Faith hadn’t realized until that moment that he was very much a Native American. “You’re from there?”
He nodded. “Born and bred. Wolf Lake is a good place. Some tourist stuff, but nothing too crazy. It’s pretty quiet most times. Shoot, they got a police force of four, and their main job is giving out tickets for illegal parking to tourists who wander through. That tells you how safe it is.”
It didn’t sound as if any of the four policemen would be looking for a financier’s daughter or even know about her. “How do I get there?”
He gave her directions, telling her to watch out for the inn just before the general store on the main drag of the town on the north side. “It’s a two-storied adobe with a carved eagle above the entrance. It was the first hotel ever in town. Now it’s more like what do you call those places...oh, yeah, a bed-and-breakfast. Six, eight rooms, nice place.” He hesitated and then said, “For the sake of truth in advertising, I should tell you my niece runs the inn. Name’s Mallory Sanchez. You can tell her I sent you, if you want.” He smiled slyly at her. “Probably won’t help you, but who knows?”
She answered his smile. “Thank you so much, Mr....?”
“Name’s Willie G. Lots of Willies around, but only one Willie G. in these parts.”

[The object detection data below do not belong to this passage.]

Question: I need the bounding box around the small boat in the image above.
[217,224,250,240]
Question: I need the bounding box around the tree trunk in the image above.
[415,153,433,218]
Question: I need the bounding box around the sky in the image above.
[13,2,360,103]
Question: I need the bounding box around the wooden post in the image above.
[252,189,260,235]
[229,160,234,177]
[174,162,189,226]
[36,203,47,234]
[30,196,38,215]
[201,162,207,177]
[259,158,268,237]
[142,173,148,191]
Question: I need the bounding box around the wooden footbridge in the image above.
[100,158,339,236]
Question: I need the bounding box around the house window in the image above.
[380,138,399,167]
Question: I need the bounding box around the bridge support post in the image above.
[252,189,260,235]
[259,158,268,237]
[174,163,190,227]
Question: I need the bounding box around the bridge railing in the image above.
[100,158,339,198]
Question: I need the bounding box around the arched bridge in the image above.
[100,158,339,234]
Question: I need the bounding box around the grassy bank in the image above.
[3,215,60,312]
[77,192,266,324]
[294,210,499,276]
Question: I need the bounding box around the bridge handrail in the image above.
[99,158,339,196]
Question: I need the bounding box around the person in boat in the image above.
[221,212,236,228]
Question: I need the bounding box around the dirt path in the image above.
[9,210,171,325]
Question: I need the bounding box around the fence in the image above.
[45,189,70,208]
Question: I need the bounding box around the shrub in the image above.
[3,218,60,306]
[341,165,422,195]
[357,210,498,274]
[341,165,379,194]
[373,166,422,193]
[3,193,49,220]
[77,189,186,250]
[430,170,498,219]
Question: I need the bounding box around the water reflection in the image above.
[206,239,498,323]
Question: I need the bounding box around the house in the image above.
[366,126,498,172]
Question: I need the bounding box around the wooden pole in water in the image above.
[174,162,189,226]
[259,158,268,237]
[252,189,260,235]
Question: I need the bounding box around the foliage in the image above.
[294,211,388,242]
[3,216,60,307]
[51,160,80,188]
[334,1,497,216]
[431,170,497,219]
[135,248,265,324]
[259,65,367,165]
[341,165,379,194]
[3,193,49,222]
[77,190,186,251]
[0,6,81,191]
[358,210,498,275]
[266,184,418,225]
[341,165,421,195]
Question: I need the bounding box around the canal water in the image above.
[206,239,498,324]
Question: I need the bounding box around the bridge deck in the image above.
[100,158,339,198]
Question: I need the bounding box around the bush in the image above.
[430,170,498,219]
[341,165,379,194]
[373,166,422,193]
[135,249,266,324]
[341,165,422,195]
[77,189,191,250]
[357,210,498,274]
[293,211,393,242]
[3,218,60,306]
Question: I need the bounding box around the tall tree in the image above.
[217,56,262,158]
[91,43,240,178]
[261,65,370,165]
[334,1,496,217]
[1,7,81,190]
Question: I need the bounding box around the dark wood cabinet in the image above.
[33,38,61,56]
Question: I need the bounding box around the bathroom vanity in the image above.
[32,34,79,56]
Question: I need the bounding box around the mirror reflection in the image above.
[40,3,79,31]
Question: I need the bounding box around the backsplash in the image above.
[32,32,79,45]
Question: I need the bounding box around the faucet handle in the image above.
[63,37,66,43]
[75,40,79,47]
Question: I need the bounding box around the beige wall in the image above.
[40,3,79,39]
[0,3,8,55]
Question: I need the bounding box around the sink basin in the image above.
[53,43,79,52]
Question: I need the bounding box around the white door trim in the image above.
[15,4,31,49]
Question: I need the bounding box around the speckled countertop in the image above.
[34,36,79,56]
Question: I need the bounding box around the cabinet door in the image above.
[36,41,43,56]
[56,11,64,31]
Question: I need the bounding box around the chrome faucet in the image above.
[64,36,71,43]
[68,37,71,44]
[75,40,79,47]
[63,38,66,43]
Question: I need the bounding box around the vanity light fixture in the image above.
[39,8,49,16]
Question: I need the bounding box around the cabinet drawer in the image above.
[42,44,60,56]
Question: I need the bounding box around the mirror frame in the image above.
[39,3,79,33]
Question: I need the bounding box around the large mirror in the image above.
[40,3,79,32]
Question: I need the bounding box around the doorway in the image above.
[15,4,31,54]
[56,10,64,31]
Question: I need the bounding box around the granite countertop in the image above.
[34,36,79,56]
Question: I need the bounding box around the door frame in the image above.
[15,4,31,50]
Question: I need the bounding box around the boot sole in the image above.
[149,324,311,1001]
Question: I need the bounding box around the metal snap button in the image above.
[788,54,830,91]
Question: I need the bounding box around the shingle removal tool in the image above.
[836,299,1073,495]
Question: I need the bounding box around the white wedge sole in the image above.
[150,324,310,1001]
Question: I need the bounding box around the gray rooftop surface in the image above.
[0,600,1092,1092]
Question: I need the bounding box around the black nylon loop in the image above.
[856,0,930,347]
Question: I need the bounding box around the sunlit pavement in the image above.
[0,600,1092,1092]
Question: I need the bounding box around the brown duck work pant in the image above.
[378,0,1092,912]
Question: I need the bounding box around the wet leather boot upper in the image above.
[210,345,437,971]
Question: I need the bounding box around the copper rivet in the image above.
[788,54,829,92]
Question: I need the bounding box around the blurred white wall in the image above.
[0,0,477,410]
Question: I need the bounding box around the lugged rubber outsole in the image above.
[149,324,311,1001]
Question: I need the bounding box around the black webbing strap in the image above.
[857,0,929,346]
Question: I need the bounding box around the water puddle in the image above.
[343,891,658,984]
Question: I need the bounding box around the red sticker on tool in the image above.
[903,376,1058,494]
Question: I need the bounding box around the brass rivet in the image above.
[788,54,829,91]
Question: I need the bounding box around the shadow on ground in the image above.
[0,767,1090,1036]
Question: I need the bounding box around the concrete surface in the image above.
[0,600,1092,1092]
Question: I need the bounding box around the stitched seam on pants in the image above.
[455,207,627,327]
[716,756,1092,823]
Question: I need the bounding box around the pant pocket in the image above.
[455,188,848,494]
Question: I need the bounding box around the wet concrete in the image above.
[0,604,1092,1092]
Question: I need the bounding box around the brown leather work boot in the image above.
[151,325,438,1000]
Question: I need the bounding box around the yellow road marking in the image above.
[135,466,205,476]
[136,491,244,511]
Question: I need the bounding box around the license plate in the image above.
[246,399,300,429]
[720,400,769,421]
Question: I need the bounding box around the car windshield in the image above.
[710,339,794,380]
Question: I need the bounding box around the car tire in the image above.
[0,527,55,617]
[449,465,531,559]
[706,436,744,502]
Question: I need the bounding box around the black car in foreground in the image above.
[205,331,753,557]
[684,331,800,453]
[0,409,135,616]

The waitress called out to him, “Got two orders, Willie.”
He waved a hand at her but didn’t turn. “What’s your name?”
“Faith.”
“Safe journey, Faith,” he said, moving toward the kitchen.
After the waitress boxed Faith’s leftover food and took the money for the bill, Faith stepped out into air that was just plain cold. Light snow was falling, gradually turning the land a pale gray-white. Faith got in her car, went back to the frontage road and headed east for two miles, then spotted the turn Willie had told her about. She drove onto the narrow two-lane road that was all but deserted in the early evening.
As she drove, there were fewer and fewer houses and buildings. The road cut through a vast desert area, with lots of rocks and rough ground, etched in white. Shadows fell on the snow from the mesas and buttes that rose in erratic patterns.The country looked bleak.